Why “What If?” is the Most Important Question in Business

Today’s name of the game is constant innovation, but how do you get your team in the mindset to move forward?

Every business owner or manager knows that continually coming up with those bright and shiny ideas to take your business to the next level can be a slippery pursuit. So how do you make the quest for innovation an actual “thing” rather than “a happy accident”?

A good place to start is by creating an innovation culture with a team encouraged and inspired to think “What if?” and empowered with the processes and tools to explore that question.

Many overworked business owners might ask: “Why rock the boat and invest in a hard-to-pin-down concept? Why take staff away from their tasks and ask them to dream?”

The reason is pretty compelling: survival. We’ve all seen companies that have established their niche, gotten really comfortable and eventually gone out of business. Remember Blockbuster?  Who ever dreamed we wouldn’t have a video store on the corner? Netflix certainly did.

Getting Started
Start by committing to the creation of an innovation strategy. Just like any other strategy, an innovation strategy serves to solidify your commitment to innovation and sets up criteria by which you can evaluate new ideas so you’re not losing track of the good ones or mistakenly chasing the ones that are exciting but not right for your company.

Here are some tips for crafting your strategy:

Define what innovation means to your organization.
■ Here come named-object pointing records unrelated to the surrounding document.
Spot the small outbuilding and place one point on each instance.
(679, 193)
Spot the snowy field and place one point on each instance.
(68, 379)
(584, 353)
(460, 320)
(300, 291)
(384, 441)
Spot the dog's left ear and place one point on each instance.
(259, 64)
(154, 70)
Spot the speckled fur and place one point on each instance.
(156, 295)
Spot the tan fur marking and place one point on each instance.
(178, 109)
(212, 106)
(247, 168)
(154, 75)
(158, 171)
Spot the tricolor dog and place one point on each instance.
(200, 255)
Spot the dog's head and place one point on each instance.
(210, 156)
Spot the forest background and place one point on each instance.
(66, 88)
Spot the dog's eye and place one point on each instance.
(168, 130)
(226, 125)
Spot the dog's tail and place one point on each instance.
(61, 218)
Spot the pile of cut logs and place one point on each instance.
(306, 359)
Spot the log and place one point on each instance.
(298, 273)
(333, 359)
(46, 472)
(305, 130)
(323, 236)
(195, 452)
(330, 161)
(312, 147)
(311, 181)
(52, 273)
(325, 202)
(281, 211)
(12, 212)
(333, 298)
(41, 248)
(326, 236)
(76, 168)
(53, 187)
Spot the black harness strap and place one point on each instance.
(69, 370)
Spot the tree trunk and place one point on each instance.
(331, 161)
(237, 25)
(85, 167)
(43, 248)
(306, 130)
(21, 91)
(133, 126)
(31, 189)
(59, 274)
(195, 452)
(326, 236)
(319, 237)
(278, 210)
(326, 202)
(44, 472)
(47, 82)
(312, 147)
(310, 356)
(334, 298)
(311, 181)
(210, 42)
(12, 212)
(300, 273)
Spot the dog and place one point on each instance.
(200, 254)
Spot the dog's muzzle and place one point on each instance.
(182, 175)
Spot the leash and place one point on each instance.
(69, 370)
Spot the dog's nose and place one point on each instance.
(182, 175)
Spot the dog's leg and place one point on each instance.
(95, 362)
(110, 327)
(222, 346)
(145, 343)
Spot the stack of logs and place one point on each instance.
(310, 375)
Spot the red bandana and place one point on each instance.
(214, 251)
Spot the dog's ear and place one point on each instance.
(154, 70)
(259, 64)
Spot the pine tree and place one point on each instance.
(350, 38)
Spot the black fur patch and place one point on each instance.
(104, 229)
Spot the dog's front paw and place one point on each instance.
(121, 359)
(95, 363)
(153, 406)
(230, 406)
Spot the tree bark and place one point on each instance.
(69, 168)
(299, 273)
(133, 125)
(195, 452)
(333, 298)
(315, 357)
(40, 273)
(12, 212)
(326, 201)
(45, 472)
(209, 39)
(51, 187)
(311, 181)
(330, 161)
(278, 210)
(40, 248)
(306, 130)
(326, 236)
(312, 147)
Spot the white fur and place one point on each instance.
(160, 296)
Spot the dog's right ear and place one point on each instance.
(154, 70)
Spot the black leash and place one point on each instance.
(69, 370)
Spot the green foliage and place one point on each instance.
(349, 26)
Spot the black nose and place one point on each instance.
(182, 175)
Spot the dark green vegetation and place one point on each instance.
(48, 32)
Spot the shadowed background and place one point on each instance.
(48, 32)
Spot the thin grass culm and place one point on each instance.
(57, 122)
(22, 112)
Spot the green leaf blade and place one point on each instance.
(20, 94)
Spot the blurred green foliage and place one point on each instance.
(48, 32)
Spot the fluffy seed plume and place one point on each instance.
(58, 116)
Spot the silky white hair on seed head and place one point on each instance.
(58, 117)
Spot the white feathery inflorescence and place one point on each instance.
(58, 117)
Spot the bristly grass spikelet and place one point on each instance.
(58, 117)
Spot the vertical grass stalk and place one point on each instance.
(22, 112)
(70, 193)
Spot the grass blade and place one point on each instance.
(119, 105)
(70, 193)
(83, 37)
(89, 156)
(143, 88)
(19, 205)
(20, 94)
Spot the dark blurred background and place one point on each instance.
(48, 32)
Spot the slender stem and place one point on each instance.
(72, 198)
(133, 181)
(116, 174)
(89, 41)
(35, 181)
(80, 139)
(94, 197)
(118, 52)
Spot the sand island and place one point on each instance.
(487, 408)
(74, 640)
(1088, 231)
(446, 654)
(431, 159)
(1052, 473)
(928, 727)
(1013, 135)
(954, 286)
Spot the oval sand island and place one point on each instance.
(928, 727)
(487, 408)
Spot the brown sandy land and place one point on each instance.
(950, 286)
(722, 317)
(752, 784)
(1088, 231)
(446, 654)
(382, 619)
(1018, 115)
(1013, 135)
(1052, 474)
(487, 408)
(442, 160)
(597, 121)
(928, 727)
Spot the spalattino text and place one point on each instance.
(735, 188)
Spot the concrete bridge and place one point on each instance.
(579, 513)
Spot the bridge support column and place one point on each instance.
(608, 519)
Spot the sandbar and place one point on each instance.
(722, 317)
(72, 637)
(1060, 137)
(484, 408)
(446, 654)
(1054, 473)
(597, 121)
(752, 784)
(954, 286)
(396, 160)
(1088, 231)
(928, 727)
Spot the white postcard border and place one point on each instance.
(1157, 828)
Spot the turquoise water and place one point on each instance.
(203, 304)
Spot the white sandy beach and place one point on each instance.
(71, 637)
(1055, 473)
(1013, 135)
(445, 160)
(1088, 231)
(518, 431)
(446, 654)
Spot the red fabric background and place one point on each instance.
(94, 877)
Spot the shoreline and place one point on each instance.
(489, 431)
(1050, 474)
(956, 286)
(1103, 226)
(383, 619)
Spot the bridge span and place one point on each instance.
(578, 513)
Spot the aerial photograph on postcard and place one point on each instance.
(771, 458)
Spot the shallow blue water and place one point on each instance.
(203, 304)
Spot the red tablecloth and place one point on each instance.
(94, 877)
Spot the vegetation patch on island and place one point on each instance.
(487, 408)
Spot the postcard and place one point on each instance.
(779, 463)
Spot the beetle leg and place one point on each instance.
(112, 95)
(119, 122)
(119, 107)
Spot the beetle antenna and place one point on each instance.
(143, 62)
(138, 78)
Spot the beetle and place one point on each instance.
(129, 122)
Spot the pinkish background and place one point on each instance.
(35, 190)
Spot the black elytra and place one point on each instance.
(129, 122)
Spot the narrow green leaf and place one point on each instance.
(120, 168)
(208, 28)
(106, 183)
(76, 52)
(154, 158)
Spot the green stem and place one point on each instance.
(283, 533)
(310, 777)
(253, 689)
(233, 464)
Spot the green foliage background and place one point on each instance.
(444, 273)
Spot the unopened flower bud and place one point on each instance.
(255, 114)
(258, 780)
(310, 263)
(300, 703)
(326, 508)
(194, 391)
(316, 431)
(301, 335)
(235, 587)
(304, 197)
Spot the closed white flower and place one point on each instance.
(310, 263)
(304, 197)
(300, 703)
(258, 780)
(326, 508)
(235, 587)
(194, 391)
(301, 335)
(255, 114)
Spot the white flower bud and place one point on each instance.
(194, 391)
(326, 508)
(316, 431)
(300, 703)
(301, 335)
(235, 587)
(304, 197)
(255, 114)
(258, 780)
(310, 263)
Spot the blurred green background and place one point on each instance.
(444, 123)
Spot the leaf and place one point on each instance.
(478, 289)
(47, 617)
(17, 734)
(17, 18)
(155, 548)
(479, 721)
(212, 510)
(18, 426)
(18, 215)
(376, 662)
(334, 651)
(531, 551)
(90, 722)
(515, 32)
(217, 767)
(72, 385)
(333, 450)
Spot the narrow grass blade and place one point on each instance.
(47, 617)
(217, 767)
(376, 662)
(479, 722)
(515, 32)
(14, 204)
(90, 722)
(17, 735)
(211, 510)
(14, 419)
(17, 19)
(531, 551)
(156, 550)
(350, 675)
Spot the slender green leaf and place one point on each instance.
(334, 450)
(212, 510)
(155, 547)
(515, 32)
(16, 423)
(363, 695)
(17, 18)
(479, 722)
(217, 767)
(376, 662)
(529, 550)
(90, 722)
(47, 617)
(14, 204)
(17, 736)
Is it inventing new technologies? Is it successfully commercializing new products? Is it improving ways to communicate with customers? Define it and document it.

• Aim high. Your innovation strategy should be inspiring (more so than, say, your IT strategy). Go out on a limb and imagine — give your staff something to strive for. Don’t immediately shut down ideas because you perceive roadblocks. There’s plenty of room for shaping and measuring ideas later.

• Take it seriously. Innovation is one of the more enjoyable parts of business, but it shouldn’t be taken lightly — this is what you are using to kick your competition in the butt, to outpace them in the market space you share. Make it part of your business environment, not a once-a-year meeting.

• Put aside preconceptions. The worst phrase in business is “we’ve always done it this way.” Kick that one out the door and look to your staff, your vendors, your clients and your competition for ways to be more innovative.

• Evaluate often. Including frequent evaluation points will allow you to review what success looks like and the tactics that are going to get you there.

• Incorporate flexibility. Letting your strategy gather dust isn’t particularly innovative. Things change — so your innovation strategy should be a living document.

Getting in the Innovative Mindset
If you do what you’ve always done, you’ll keep getting what you’ve always got. So the saying goes — and it’s true. Here are some fun but important steps you can take to create the right space for continuous innovation to occur.

• Turn your office into an innovation lab. You might be thinking, “This is crazy; I couldn’t possibly redesign my office.” But why not? Start by creating group spaces where your staff can talk and share what they are working on. Pick up some whiteboard paint and go crazy in your group space or in the boardroom — provide a space where ideas can become visual and come alive.

No idea how to go about it? Why not work with an interior designer who is experienced in designing commercial spaces and understands how humans interact with their environment to reach their highest capabilities? Then fill your office with examples of innovation: art, books, products or technologies that push boundaries.

• Try some new tools. Pick up Lego Serious Play, an innovative process designed to enhance innovation and business performance with hands-on, minds-on learning that can lead to deeper, more meaningful understanding of the world and its possibilities. This may seem like a kids’ toy, but it truly is designed to get you thinking differently.

• Practice “Six Thinking Hats.” Designed by Edward de Bono, this is a way to spark collaborative thinking with the use of different-coloured hats. The idea is to disrupt normal thought processes, cause a change in the conversations and thus get a group moving in
a different direction.

Lastly, Roger von Oech’s Creative Whack Pack or the new Innovative Whack Pack: 60 Creativity Strategies to Provoke and Inspire Your Thinking can help teams see problems in fresh ways. These card-based packs by von Oech, an author and toymaker, are easy and can be used in groups or individually — bring them out whenever you’re hitting a wall. They even come as iPhone apps.    

• Give design thinking a go. Whether you’re a tech company developing a new product or a museum crafting a future exhibition, design thinking taps into something creative industries have harnessed for years to break down problems. Popularized by the international design firm IDEO (think of Apple’s first mouse, Steelcase’s iconic Leap chair, Fender’s stereo acoustic amp), design thinking provides a proven, repeatable problem-solving methodology that is used to to solve complex problems through human-centred innovation.   

• Go exploring. Immerse yourself and your staff in new ideas. Attend conferences, talk with peers, connect with business associates — find out what others are doing. And study innovation: pick a couple of the big companies like Tesla or Amazon that have truly embraced and prospered from innovation and learn from them. It’s all scalable.

Start Now; Shape the Future
Embracing innovation keeps you on your toes, and keeps your business engaged, in charge and relevant. Some people expect innovation to happen instantly just because they decide it should, but it is actually a slow incremental path. It takes leadership, patience and the will of the entire organization, but in the end it will pay off.